ビジネスモデルというのは、提供する商品やサービス寄りのもので、「これはいける!」と思うまで練り上げるべきものです。しかし、良い商品やサービスを提供すれば収益が上がるかというとまたちょっと違って、そこには「売るためのロジック」が必要なのです。ビジネスモデル+マーケティングの両輪が揃って、初めて収益が上がります。ちなみに私はこれを『儲かるしくみ』と呼んでいます(*^^)v。

『経営』は発展性を視野に入れて事業がスタート

起業家の中には、「儲かる」ことをゴールと思っている方も結構いるようですが、儲かれば終わりというのではただの「商売」。『経営』は、収益が上がってからがスタートなのです。儲かったお金を次に何に「投資」するかがわかっていないと、ビジネスは継続的に発展しないということです。実は、創業するときの商品やサービスの値段の決め方ってすごく大切なんですが、ここを間違うと後々「組織化」できなくなってしまいます。

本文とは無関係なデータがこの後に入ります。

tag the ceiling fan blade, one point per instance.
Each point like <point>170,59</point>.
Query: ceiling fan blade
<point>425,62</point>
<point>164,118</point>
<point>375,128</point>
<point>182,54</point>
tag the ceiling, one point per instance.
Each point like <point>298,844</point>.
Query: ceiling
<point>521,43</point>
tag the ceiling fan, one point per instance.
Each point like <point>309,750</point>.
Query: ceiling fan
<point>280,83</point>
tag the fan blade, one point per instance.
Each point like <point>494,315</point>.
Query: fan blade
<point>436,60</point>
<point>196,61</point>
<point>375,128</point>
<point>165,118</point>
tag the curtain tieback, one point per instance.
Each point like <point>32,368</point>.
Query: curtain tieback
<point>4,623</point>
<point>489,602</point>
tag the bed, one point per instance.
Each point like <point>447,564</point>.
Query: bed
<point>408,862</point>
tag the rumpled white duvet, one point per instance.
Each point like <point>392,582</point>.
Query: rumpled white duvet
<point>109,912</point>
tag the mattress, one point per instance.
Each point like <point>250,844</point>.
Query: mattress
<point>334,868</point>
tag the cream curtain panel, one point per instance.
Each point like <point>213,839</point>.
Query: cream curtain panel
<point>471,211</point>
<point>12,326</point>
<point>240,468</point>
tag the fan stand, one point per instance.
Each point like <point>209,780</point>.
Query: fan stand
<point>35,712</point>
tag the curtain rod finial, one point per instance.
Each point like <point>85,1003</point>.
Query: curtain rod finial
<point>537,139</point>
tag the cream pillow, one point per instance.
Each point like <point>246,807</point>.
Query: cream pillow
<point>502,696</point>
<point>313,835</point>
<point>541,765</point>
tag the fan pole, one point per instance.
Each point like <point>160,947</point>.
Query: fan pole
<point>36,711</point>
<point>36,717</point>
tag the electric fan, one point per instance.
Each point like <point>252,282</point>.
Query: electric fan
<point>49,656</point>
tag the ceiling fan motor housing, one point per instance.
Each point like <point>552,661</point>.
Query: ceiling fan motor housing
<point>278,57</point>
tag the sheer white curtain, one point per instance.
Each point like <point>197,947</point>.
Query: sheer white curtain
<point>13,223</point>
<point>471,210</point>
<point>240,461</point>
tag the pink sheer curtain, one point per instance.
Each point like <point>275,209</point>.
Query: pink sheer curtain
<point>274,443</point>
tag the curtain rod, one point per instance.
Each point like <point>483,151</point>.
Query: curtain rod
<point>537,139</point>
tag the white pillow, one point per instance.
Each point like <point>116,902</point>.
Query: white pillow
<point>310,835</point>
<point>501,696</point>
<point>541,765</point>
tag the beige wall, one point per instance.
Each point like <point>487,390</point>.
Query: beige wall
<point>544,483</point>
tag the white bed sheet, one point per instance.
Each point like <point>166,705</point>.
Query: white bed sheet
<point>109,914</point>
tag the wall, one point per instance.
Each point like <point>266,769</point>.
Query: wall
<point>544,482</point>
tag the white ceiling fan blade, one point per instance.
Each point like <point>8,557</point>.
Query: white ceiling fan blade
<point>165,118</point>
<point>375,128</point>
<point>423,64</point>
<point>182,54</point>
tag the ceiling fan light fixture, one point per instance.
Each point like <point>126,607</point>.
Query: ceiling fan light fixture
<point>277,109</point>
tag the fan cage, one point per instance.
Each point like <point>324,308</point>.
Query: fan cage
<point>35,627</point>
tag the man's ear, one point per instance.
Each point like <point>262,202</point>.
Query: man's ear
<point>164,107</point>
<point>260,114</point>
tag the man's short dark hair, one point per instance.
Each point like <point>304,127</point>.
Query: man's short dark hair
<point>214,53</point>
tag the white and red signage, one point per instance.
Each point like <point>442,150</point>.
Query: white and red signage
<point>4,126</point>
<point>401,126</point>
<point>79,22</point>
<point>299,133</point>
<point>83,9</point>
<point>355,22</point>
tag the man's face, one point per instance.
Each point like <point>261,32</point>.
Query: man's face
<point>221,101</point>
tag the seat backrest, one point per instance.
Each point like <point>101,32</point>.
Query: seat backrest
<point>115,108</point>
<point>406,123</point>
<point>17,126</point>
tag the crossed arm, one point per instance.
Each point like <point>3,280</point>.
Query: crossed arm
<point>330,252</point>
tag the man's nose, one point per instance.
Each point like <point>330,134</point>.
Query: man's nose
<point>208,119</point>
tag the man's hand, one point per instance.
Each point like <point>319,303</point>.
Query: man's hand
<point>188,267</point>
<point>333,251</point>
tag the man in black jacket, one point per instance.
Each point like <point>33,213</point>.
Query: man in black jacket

例えば、SOHO(個人事業主)の人がすごく安い値段でサービスを提供できるのは、自分が食べていければいいからですよね。しかしその延長で起業してしまうと、儲かっても人を採用できなくなってしまうのです。人件費が増えれば、いきなり赤字になってしまいますからね。最初から人を雇うことを想定して、商品やサービスの値段を設定していないと、ビジネスは発展していきません。

起業するときから、将来「組織化」してビジネスを大きくしていくイメージを持っていないと、競争力を出そうと、つい安い値段でスタートしてしまいがちです。それでは、後になって値段を上げるというのはなかなかできにくいので、この発想だと一生個人事業で終わってしまうことにもなりかねません。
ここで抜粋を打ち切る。